User Manifests in mpy-metapackage

Available from 2.3.17

Introduction

The user_manifests section allows you to inject custom Kubernetes manifests directly through mpy-metapackage. This mechanism is designed to: - Bypass certain limitations of Helm templating. - Quickly test low-level configurations without modifying the core package. - Facilitate experimentation with custom Kubernetes resources.

Structure of user_manifests

The user_manifests block is defined in the Helm values.yaml under the mpy_meta_config.parts section: 

mpy_meta_config:
  parts:
    user_manifests:
      - description: "Custom IngressRoute for SSH access"
        definition: |
          apiVersion: traefik.containo.us/v1alpha1
          kind: IngressRouteTCP
          metadata:
            name: "{{ $.Values.package_release.key }}-ssh-ingressroute"
            namespace: "{{ $.Release.Namespace }}"
            labels:
              app.kubernetes.io/component: "user-ssh-ingressroute"
          spec:
            entryPoints:
              - websecure
            routes:
              - match: HostSNI(`mkrds-{{ $.Values.package_release.main_fqdn }}`)
                services:
                  - name: {{ $.Values.package_release.key }}-myapp-svc
                    port: 2222
            tls:
              passthrough: true

Fields:

  • description: (Optional) A description for documentation and traceability.
  • definition: (Required) The complete manifest to inject.

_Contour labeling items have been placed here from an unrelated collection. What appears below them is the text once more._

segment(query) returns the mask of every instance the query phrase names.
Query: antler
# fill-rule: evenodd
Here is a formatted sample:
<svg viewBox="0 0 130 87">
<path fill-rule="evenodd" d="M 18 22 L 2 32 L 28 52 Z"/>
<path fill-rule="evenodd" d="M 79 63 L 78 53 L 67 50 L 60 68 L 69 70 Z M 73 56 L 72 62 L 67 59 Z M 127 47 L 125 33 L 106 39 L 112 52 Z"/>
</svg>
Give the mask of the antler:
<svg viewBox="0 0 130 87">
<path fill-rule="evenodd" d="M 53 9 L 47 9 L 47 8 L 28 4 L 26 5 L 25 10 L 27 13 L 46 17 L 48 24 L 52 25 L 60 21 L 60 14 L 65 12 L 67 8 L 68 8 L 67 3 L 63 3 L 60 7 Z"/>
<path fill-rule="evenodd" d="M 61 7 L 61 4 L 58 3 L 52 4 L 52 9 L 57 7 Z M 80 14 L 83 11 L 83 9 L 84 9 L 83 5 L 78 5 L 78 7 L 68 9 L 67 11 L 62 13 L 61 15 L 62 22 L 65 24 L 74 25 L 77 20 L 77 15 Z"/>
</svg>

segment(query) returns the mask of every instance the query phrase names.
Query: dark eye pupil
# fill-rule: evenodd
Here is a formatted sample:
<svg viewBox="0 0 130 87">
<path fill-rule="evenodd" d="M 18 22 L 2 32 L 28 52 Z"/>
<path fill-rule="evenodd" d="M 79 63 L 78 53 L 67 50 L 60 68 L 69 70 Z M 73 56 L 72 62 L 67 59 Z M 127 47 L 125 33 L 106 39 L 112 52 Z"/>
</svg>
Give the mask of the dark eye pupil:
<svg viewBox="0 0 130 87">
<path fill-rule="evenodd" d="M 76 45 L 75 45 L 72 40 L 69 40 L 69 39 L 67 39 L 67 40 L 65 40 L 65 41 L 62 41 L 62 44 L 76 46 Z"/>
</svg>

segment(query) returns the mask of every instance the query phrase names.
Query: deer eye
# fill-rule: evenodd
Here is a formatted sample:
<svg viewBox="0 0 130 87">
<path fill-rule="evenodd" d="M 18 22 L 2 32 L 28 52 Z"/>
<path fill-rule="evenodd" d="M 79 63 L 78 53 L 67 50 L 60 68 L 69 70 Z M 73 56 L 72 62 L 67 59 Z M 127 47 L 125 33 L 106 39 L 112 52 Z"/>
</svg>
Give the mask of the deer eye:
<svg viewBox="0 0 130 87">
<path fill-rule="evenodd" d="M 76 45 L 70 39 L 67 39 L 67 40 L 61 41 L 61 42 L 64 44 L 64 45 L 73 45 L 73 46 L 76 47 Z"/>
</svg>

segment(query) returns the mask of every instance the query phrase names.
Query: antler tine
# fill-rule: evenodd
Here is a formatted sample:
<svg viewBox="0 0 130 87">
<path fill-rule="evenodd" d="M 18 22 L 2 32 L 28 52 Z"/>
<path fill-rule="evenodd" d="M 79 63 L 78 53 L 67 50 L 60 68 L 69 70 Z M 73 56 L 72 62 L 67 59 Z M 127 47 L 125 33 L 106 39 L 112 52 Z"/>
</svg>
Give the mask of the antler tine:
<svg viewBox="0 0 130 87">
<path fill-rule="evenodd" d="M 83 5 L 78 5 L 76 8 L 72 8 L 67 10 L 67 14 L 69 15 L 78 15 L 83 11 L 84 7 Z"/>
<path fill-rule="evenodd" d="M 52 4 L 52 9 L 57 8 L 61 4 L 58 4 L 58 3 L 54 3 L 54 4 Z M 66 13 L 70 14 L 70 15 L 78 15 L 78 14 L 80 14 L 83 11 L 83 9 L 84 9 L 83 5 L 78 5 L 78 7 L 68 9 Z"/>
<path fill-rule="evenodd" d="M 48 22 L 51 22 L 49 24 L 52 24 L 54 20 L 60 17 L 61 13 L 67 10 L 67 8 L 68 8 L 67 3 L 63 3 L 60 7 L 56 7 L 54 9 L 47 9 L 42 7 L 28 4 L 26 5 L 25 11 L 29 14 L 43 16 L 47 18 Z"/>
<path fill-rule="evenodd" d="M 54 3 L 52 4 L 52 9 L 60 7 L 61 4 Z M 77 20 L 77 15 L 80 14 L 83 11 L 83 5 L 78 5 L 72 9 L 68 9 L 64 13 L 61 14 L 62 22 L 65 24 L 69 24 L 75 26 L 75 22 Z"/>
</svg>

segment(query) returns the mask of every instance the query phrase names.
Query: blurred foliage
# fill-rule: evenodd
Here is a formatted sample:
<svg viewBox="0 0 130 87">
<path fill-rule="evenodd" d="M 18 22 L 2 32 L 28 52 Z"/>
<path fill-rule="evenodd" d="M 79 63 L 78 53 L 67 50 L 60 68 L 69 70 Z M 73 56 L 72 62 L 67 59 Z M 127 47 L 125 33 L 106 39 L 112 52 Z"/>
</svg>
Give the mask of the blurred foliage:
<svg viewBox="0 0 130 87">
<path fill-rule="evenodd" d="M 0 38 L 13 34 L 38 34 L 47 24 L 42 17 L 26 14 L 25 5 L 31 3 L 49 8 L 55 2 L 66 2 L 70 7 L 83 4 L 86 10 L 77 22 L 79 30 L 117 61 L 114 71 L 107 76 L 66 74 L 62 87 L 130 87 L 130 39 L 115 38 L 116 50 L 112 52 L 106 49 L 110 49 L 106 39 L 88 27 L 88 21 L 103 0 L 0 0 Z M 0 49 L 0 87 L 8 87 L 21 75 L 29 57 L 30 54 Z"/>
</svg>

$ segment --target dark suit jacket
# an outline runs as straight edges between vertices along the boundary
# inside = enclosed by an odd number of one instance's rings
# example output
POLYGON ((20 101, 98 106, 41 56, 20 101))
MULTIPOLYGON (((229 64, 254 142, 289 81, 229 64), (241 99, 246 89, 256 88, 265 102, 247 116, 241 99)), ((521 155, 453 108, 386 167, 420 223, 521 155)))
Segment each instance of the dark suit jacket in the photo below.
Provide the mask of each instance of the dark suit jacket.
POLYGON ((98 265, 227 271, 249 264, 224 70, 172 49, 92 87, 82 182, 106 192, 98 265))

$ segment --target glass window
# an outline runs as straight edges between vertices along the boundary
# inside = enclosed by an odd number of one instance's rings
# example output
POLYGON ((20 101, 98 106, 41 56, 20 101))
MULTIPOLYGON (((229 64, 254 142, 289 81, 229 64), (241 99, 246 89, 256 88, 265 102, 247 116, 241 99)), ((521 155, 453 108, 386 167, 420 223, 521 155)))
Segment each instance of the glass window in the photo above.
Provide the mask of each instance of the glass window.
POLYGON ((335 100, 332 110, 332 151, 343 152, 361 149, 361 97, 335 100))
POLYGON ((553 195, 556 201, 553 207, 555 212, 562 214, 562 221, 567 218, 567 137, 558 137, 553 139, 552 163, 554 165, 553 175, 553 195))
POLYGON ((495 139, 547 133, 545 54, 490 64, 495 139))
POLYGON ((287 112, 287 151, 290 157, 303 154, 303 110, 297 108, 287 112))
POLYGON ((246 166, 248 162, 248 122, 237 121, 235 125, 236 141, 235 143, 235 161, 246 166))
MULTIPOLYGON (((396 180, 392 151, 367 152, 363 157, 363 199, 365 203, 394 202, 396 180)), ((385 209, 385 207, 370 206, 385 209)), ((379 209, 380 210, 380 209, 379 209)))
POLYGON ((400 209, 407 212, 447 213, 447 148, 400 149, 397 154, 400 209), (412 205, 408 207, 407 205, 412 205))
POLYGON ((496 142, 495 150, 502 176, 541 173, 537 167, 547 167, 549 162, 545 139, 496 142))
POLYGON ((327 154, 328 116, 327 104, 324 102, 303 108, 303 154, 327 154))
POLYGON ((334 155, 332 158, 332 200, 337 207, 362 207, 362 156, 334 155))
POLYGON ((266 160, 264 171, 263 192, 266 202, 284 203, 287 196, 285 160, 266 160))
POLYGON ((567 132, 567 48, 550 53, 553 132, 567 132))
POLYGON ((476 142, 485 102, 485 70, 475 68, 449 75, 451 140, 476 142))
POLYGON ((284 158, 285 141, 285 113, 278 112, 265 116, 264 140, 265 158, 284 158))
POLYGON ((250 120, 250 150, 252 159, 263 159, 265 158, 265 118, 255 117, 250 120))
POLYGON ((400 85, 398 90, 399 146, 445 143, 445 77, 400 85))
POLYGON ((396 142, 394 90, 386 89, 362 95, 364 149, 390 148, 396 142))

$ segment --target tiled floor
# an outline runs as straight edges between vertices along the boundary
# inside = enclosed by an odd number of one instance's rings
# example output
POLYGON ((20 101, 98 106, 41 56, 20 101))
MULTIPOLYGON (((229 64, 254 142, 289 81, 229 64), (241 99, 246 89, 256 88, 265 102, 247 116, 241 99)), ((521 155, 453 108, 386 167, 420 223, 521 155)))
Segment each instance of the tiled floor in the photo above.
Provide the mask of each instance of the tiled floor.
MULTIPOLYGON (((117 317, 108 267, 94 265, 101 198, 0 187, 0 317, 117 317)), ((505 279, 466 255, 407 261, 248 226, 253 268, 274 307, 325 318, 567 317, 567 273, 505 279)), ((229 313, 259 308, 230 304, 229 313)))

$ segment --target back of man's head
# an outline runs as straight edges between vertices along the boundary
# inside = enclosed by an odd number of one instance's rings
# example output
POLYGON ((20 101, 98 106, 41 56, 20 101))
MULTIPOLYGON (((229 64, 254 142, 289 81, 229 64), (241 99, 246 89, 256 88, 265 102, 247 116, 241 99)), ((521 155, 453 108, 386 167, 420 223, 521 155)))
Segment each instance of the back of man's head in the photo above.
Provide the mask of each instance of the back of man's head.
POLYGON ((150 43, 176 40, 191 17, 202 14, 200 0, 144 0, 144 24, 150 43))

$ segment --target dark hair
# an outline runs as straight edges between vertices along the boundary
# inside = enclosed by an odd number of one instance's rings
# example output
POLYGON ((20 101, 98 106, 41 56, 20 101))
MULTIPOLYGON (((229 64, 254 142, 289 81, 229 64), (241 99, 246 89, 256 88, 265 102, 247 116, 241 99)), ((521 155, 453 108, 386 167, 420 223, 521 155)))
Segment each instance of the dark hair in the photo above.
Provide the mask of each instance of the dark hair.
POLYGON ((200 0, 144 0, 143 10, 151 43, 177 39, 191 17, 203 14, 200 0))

Automatic Labels and Annotations

Each user_manifests entry receives the following labels and annotations: - Labels: - app.kubernetes.io/name: Name of the application. - app.kubernetes.io/instance: Release name. - app.kubernetes.io/version: Version of the package. - app.kubernetes.io/managed-by: Helm - helm.sh/chart: Chart version. - muppy.io/package-release: Package release key.

  • Annotations:
  • m2p_user_manifest: Set to true to mark it as user-injected.
  • m2p_injection_timestamp: Timestamp of injection.
  • m2p_metapackage_version: The version of mpy-metapackage.

Namespace Management

If the namespace field is not specified in the manifest, it will automatically default to: 

missing-required-namespace

This prevents deployment issues and makes debugging easier.

Usage

To deploy user manifests: 

helm upgrade --install my-release . --values values.yaml

To check the injected objects: 

kubectl get all -A --selector=m2p_user_manifest=true

To troubleshoot: 

kubectl describe <object> -n <namespace>

Best Practices

  • Always validate the definition before injection.
  • Use helm template for local testing before deployment.
  • Prefer specific namespace declarations to avoid fallback issues.